From the May 2005 issue of Entrepreneur

One of the most generous business tax benefits included in the American Jobs Creation Act of 2004 is a new deduction for "domestic producers." This provision replaces the extra-territorial income exclusion many exporters used in the past but that the World Trade Organization declared illegal in 2000.

Under the new tax law, the deduction gradually phases in as the exclusion for exporters phases out. In addition, it applies not only to exporters, but also to many U.S. producers. As a result, many more entrepreneurs will benefit.

The break effectively allows a corporate tax deduction of 3 percent of net income in 2005 and 2006 for companies that meet the provision's requirements. The deduction increases to 6 percent in 2007, 2008 and 2009, then jumps to 9 percent in 2010 and beyond.

To be eligible, you must pass several tests. First, your company must have taxable income and you must have reported W-2 wages. The deduction is limited to the lesser of your taxable income, or 50 percent of the W-2 wages you paid during the tax year.

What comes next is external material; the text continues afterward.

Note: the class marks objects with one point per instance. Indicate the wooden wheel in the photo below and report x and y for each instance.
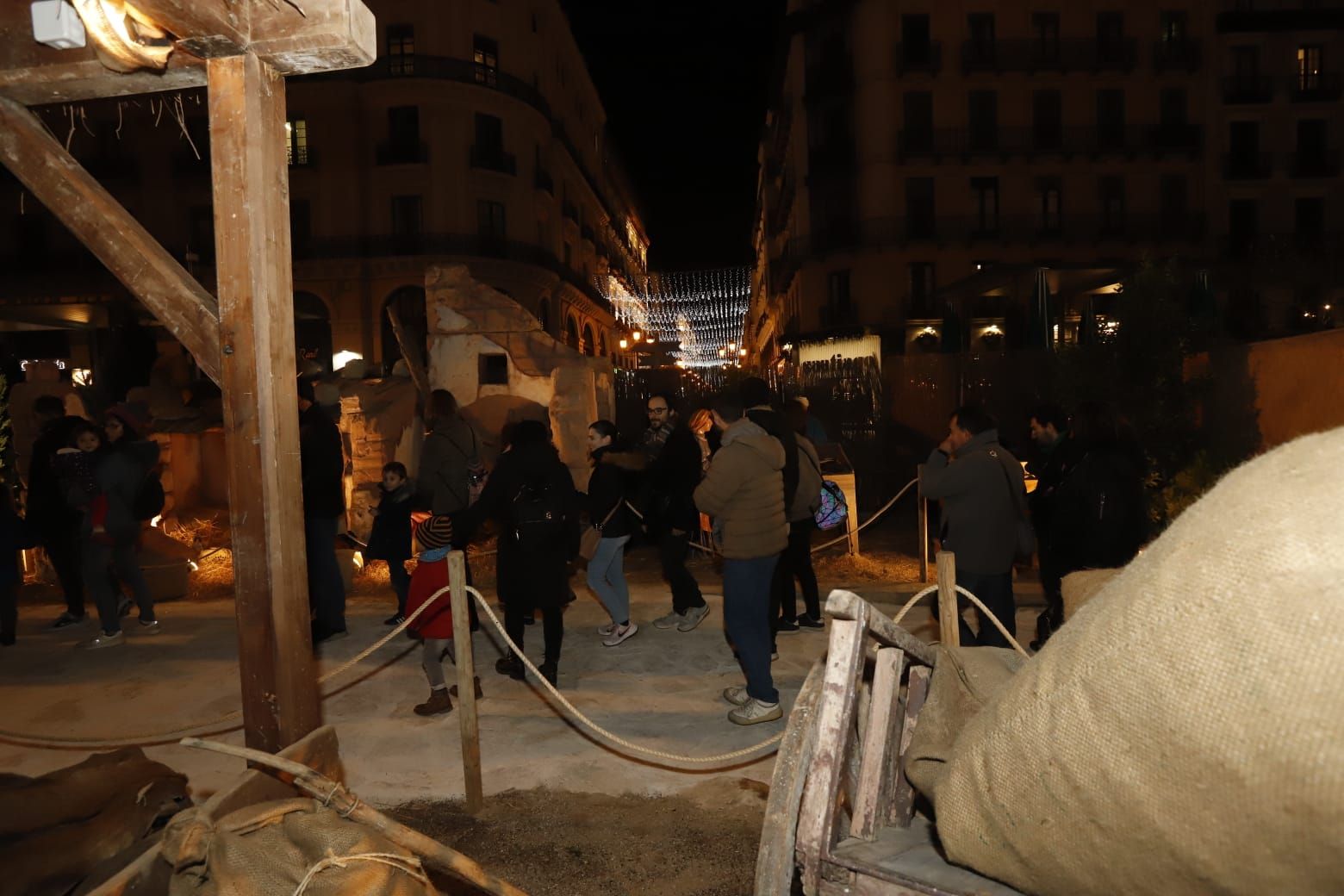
(775, 857)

You also must be considered a domestic producer. Fortunately for many entrepreneurs, Congress has broadly defined the term producers to encompass not only traditional manufacturers of tangible personal property in the United States, but also the following:

  • Businesses working on many U.S. construction projects
  • Companies that perform civil engineering and architectural services for these construction projects
  • Software producers in the United States
  • Domestic farmers
  • Companies that process agricultural products
  • Most companies that deal with film and videotape production, renting and licensing

Even more beneficial is the fact that the new deduction is not limited to C corporations. It's possible for S corporations, partnerships and perhaps even sole proprietorships to qualify.

Keep in mind that the deduction is based on the net income from a company's production activities. Be sure to keep separate records if you engage in both production and nonproduction activities, says Sarah Williams, CPA and tax manager with Jackson, Rolfes, Spurgeon & Co. in Cincinnati.

For example, if a company manufactures water softeners and also services them, the income and expenses related to the production of the softeners vs. those related to the service activity must be recorded separately.

The Treasury Department is still formulating the exact details on how to calculate the new deduction. It plans to issue the rules within several months, so check this column for an update.


Great Falls, Virginia, writer Joan Szabo has reported on tax issues for 18 years.